Gelet op het bepaalde in artikel 6.1.2, tweede lid, Jeugdwet kan een machtiging gesloten jeugdhulp slechts worden verleend indien naar het oordeel van de kinderrechter deze jeugdhulp noodzakelijk is in verband met ernstige opgroei- of opvoedingsproblemen die de ontwikkeling van de jeugdige naar volwassenheid ernstig belemmeren. Bovendien dient de opneming en verblijf noodzakelijk te zijn om te voorkomen dat de jeugdige zich aan deze jeugdhulp onttrekt of daaraan door anderen wordt onttrokken. De kinderrechter is van oordeel dat hiervan sprake is.
Uit de overgelegde stukken en de behandeling ter zitting is gebleken dat er bij [voornaam minderjarige] sprake is van forse gedragsproblematiek. [voornaam minderjarige] laat zelfbepalend gedrag zien en laat zich moeilijk sturen. [voornaam minderjarige] toont zeer weinig inzicht in haar gedrag en de consequenties daarvan. In een open instelling kan de veiligheid van [voornaam minderjarige] niet voldoende worden gewaarborgd. De complexe problematiek van [voornaam minderjarige] vraagt om behandeling en begeleiding in een zeer duidelijke opvoedingsomgeving. De kinderrechter is van oordeel dat [voornaam minderjarige] in een ernstig onveilige situatie verkeert, reden waarom een machtiging gesloten jeugdhulp noodzakelijk is.
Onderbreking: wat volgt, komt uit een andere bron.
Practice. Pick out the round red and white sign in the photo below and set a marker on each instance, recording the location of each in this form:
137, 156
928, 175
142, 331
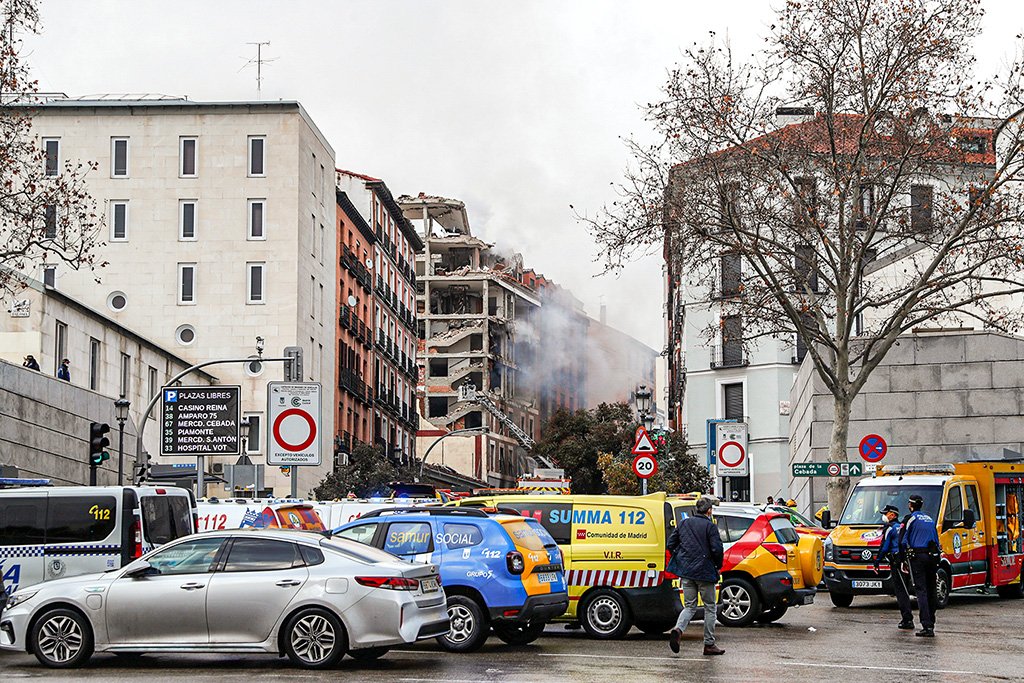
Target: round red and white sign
295, 430
645, 466
731, 454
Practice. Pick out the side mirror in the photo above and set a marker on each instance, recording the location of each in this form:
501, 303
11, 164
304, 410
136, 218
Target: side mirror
969, 519
141, 570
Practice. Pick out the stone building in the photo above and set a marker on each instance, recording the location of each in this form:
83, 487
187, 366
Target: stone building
220, 227
395, 245
938, 396
44, 422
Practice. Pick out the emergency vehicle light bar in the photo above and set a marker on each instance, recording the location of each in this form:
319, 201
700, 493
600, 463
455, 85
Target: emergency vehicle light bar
916, 469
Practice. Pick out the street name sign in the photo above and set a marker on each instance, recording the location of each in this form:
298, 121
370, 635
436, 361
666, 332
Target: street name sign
827, 469
294, 435
200, 421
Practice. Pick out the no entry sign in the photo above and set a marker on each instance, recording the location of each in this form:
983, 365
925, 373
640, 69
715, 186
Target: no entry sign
294, 423
873, 447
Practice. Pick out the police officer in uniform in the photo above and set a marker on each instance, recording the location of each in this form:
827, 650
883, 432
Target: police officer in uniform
920, 541
890, 552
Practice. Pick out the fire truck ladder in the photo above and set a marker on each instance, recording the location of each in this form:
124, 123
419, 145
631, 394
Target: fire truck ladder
468, 393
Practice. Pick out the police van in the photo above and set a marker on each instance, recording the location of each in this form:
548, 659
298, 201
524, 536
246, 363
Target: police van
47, 532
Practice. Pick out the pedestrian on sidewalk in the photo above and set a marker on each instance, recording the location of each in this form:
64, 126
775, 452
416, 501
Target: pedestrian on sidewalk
696, 559
920, 541
890, 552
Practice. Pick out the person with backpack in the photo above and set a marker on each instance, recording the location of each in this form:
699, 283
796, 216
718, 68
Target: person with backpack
920, 542
696, 558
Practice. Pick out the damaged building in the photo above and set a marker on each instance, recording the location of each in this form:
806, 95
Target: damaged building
479, 325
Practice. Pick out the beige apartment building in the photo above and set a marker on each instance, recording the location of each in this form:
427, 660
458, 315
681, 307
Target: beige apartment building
220, 222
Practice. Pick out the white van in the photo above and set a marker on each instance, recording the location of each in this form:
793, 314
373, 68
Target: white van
52, 531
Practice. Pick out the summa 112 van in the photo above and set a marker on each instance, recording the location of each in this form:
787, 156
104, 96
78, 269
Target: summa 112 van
53, 531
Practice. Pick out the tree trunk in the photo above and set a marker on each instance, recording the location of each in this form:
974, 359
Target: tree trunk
839, 487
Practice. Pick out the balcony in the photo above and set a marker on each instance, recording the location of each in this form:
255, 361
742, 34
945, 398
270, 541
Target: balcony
728, 355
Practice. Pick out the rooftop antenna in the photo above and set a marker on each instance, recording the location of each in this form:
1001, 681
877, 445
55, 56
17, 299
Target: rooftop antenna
259, 61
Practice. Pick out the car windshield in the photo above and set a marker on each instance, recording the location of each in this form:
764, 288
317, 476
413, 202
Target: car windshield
865, 502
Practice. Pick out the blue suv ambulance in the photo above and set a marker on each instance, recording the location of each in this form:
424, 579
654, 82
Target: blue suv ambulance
498, 570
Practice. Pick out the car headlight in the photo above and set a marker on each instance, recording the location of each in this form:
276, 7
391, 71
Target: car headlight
19, 597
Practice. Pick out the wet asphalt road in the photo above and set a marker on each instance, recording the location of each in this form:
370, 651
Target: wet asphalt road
979, 638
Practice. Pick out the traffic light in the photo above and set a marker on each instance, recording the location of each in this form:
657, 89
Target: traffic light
97, 447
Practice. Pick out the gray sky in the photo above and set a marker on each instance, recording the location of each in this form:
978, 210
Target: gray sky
515, 108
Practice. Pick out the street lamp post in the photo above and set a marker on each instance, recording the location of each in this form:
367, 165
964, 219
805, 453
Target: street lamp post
121, 414
642, 399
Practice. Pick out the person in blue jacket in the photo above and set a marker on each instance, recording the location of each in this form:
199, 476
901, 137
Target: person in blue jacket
696, 558
920, 541
890, 552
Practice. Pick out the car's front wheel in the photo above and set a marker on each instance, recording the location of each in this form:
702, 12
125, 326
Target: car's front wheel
469, 628
61, 639
738, 602
314, 639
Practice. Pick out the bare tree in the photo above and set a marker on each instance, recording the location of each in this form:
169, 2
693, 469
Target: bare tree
887, 197
46, 213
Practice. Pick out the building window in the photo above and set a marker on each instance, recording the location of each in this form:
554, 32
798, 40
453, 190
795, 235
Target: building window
732, 400
256, 153
154, 387
125, 374
189, 157
119, 221
119, 154
51, 151
117, 301
864, 207
186, 220
59, 344
731, 274
253, 444
257, 211
94, 364
255, 279
320, 302
921, 207
186, 284
807, 273
50, 221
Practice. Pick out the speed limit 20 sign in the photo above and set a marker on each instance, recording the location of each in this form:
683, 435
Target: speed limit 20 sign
645, 466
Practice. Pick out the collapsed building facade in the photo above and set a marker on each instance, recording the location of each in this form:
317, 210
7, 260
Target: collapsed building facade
479, 326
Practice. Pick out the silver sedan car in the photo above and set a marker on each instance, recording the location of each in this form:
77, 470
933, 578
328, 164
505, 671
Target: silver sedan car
293, 593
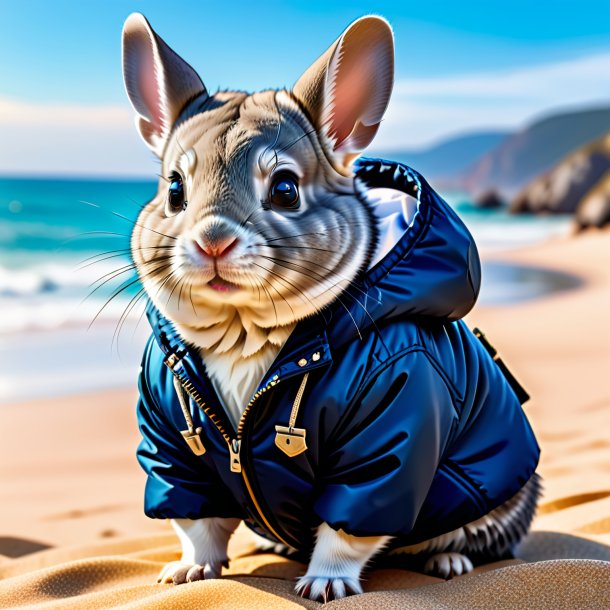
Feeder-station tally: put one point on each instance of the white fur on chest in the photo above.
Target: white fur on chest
(236, 378)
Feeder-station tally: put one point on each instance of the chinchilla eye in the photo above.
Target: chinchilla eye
(284, 192)
(176, 201)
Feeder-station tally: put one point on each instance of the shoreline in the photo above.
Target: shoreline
(71, 477)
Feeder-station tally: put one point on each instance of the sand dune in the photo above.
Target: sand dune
(74, 536)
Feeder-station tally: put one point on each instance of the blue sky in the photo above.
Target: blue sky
(459, 66)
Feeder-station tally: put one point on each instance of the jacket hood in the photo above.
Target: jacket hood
(429, 266)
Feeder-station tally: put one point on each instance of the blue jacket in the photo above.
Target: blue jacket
(411, 429)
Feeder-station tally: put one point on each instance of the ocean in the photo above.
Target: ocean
(63, 240)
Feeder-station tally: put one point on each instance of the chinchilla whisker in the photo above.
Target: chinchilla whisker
(337, 296)
(180, 280)
(122, 288)
(325, 232)
(191, 300)
(298, 248)
(134, 223)
(114, 254)
(279, 293)
(107, 277)
(123, 317)
(320, 276)
(298, 292)
(277, 320)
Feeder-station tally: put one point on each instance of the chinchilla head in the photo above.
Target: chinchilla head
(255, 210)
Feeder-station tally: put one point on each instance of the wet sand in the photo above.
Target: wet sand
(70, 477)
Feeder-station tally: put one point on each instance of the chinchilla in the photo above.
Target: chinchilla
(256, 225)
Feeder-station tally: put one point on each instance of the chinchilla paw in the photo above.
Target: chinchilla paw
(325, 589)
(179, 572)
(448, 565)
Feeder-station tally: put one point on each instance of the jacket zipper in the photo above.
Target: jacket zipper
(234, 445)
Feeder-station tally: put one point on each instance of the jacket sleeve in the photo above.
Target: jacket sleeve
(386, 449)
(179, 484)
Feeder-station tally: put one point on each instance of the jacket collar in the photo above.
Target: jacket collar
(306, 349)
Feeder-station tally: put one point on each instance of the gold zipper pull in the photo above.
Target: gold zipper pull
(289, 439)
(234, 449)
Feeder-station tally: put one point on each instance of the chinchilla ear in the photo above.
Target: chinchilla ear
(347, 90)
(159, 83)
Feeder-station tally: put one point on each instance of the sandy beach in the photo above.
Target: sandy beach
(70, 479)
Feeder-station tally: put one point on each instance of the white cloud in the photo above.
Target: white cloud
(424, 110)
(73, 138)
(38, 138)
(15, 112)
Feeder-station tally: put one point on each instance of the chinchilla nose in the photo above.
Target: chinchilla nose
(218, 247)
(216, 237)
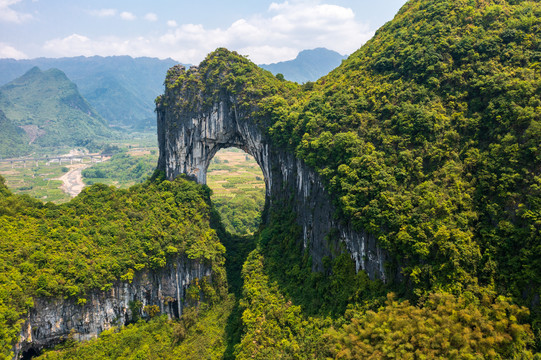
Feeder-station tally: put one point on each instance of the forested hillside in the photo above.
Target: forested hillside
(427, 137)
(102, 236)
(120, 88)
(309, 65)
(48, 106)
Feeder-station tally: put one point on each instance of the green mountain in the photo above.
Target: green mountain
(50, 110)
(122, 89)
(309, 65)
(426, 138)
(13, 139)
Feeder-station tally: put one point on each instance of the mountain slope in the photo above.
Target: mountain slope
(309, 65)
(121, 89)
(428, 137)
(13, 139)
(48, 106)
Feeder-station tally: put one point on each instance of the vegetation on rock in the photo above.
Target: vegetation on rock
(48, 106)
(100, 237)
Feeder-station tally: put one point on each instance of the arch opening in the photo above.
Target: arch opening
(239, 189)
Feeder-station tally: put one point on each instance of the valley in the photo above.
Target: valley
(390, 209)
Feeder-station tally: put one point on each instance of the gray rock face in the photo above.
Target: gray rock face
(188, 140)
(51, 321)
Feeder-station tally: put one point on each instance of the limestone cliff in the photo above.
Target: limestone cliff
(196, 121)
(51, 321)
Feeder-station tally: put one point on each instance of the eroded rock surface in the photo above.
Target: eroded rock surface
(190, 136)
(51, 321)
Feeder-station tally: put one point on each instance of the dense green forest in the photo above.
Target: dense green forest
(52, 112)
(102, 236)
(427, 137)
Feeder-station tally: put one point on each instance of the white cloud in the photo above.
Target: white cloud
(151, 17)
(7, 14)
(126, 15)
(276, 35)
(9, 52)
(104, 12)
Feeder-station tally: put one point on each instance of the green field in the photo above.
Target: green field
(40, 182)
(238, 190)
(234, 177)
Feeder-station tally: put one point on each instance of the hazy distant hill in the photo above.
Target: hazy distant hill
(50, 110)
(122, 89)
(309, 65)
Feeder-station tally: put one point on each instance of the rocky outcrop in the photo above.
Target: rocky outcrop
(51, 321)
(189, 137)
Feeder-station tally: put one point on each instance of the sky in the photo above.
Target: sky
(186, 31)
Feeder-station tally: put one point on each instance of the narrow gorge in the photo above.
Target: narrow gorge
(193, 127)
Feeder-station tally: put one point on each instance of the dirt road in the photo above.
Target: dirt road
(73, 180)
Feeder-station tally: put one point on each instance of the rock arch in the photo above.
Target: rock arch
(195, 124)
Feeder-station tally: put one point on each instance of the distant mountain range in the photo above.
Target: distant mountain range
(309, 65)
(122, 89)
(45, 109)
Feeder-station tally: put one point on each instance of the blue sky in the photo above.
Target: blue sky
(266, 31)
Nu de gedragswetenschapper in haar verklaring d.d. 2 augustus 2020 instemt met een verblijf van [voornaam minderjarige] in een gesloten accommodatie voor de duur van zes maanden en niet voor de gevraagde duur van twaalf maanden, zal de kinderrechter de machtiging gesloten jeugdhulp verlenen voor de duur van zes maanden en het overige verzochte aanhouden. Tegen die tijd kan bezien worden hoe het met [voornaam minderjarige] en haar behandeling gaat.
De kinderrechter verzoekt de stichting
uiterlijk een weekvoor de hierna te noemen datum te rapporteren over de laatste stand van zaken en daarbij aan te geven of het resterende deel van het verzoek al dan niet gehandhaafd wordt. Indien het verzoek gehandhaafd wordt, dient een nieuwe instemmingsverklaring van een gedragswetenschapper aan de rechtbank (en de belanghebbenden) te worden gezonden.

De beslissing

De kinderrechter:
verleent een machtiging gesloten jeugdhulp met ingang van 27 augustus 2020 tot 27 februari 2021 betreffende de minderjarige [voornaam minderjarige] ;

en alvorens verder te beslissen:

bepaalt dat de behandeling van de zaak voor het overig verzochte wordt aangehouden tot
1 januari 2021 pro forma;
bepaalt dat de stichting en de belanghebbenden op de genoemde pro forma datum niet ter zitting behoeven te verschijnen;
verzoekt de stichting
uiterlijk een weekvoor de genoemde datum de kinderrechter (en de belanghebbenden) de verzochte rapportage te doen toekomen, alsmede – indien aan de orde – tijdig een recente verklaring van een gedragswetenschapper.
Deze beschikking is gegeven door mr. M.J.M. Marseille, kinderrechter, in tegenwoordigheid van I.E. Teunissen als griffier en in het openbaar uitgesproken op 5 augustus 2020.
De schriftelijke uitwerking van deze beschikking is vastgesteld op 18 augustus 2020.
Hoger beroep tegen deze beschikking kan worden ingesteld:
- door de verzoekers en degenen aan wie een afschrift van de beschikking is verstrekt of verzonden, binnen drie maanden na de dag van de uitspraak,
- door andere belanghebbenden binnen drie maanden na de betekening daarvan of nadat de beschikking aan hen op een andere wijze bekend is geworden.
Het hoger beroep moet, door tussenkomst van een advocaat, worden ingediend ter griffie van het gerechtshof
Den Haag.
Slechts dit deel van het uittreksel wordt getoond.